On June 30th, 2014, for the first time in history, the Spanish Supreme Court made an exceptional decision in a case involving a company and an advertising agency, rescinding contractual obligations on the basis of exceptional circumstances.
"The service fee the parties initially accepted in the contract had become economically disproportionate due to the devaluation of advertising services derived from the economic crisis," writes the author in European Review of Private Law.
The effect of the economic crisis on the advertising sector meant that the contract became extremely inefficient for the company hiring the services. Performance of the contract would have meant losses of €4,107,128.
"This decision by the Spanish Supreme Court was significant because the Court expressed for the first time in history the need to abandon the traditional justification of the doctrine based on exceptional notions of equity and fairness."
A pending legal challenge
Spanish law currently doesn't provide a clear solution for cases in which there are unexpected changes of circumstances in contracts.
According to Castiñeira, there is no provision in the Spanish civil code to solve problems regarding a supervening change of circumstances. "The only way to solve these issues has traditionally been to adopt foreign solutions or to allege a doctrine not expressly included in our civil code: the doctrine of clausula rebus sic stantibus, which allows for a contract to become inapplicable due to a change of circumstances."
Despite the Spanish Supreme Court's acceptance of this doctrine, it is hardly ever applied in Spain because it is considered exceptional. This doctrine could only be applied when the following requirements are met: a supervening, extraordinary and absolute unforeseeable change of circumstances that causes performance of the contract to become excessively onerous.
"It is extraordinarily difficult to meet these requirements. In fact, the Spanish Supreme Court states that this doctrine should be applied only in cases of war or natural, political or economic disasters," states Castiñeira.
Under US law, when there is a change of circumstances in contracts, parties can allege impossibility
The US contract law approach as an alternative
With the aim of finding a solution to this legal challenge, Castiñeira used comparative law and analysed the mechanisms the US legal system used to tackle this issue.
Under US law, when there is a change of circumstances in contracts, parties can allege impossibility (when contractual performance is impossible), impracticability (when something can only be done with excessive and unreasonable economic difficulty) or frustration (the impossibility of fulfilling the parties' purposes).
In contrast to Spain, the doctrines of impracticability and frustration are fully normalised under US law.
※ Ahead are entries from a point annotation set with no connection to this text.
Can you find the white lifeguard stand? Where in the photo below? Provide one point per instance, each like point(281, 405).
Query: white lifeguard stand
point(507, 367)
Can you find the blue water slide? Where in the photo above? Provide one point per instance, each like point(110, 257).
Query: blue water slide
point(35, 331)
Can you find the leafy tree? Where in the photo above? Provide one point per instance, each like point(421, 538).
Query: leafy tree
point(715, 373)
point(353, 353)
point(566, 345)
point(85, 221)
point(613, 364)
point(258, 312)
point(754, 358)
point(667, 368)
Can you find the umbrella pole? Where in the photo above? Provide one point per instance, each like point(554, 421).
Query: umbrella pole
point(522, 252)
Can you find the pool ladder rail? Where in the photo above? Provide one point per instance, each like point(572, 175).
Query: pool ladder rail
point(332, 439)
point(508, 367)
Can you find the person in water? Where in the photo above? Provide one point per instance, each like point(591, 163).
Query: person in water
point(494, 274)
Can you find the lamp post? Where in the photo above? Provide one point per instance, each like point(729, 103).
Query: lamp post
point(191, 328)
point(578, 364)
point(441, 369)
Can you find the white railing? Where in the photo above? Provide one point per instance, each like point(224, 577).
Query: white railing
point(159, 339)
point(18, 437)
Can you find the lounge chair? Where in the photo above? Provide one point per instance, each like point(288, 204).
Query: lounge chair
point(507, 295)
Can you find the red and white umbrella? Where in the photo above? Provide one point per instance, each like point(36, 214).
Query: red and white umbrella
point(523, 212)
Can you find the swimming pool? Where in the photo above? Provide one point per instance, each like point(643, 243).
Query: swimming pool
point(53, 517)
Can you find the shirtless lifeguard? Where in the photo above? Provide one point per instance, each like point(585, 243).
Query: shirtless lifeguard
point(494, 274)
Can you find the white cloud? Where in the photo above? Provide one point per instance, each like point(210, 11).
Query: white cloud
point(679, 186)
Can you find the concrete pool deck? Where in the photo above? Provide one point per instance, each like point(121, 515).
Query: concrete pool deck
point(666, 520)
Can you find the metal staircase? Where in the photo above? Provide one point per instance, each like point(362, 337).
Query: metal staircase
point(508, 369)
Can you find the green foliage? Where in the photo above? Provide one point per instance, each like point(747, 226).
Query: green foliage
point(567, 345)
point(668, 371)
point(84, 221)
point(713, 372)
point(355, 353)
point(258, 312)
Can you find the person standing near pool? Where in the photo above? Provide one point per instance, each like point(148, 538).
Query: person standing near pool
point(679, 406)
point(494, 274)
These doctrines, however, are applied only in a few cases. "The doctrines are accepted but this has not led to their acceptance by American courts. A good example of this is the well-known case of Alcoa," writes the author.
The case of Alcoa
Alcoa signed a contract with Essex to process molten aluminum. The contract included a complex price escalation clause that varied with changes in the Wholesale Price Index and the wages paid to Alcoa employees. The OPEC oil embargo caused the cost of electricity to rise significantly; consequently, Alcoa's production costs also rose substantially.
Due to this increase in the production cost, the performance of the contract under the terms initially agreed upon would have caused Alcoa to lose around $60 million.
Alcoa remains an isolated case within US law
The court determined that the failure of the price index system agreed by the parties was a mutual mistake. The court applied the doctrines of impracticability and frustration to the case and decided to adjust the contract by establishing a new minimum price that would still be under the market value but would allow Alcoa to obtain profits from the contract.
"In Alcoa, the court adjusted the contract since its performance would have led to serious economic hardship for one of the parties. To do so, the doctrine of impracticability was applied in a very flexible way, equalising it not only to the doctrine of frustration but also to mistake cases."
However, American courts have not accepted the reasoning and proceedings of Alcoa – it remains an isolated case within US law.
"As argued by many authors, courts are unwilling to apply the doctrines of impracticability or frustration and also to adjust the terms of contracts," warns Castiñeira. "Courts seem to feel more comfortable with the traditional common law rule – contracts must be obeyed - and see these doctrines as a way for parties to escape the duties assumed in a given contract."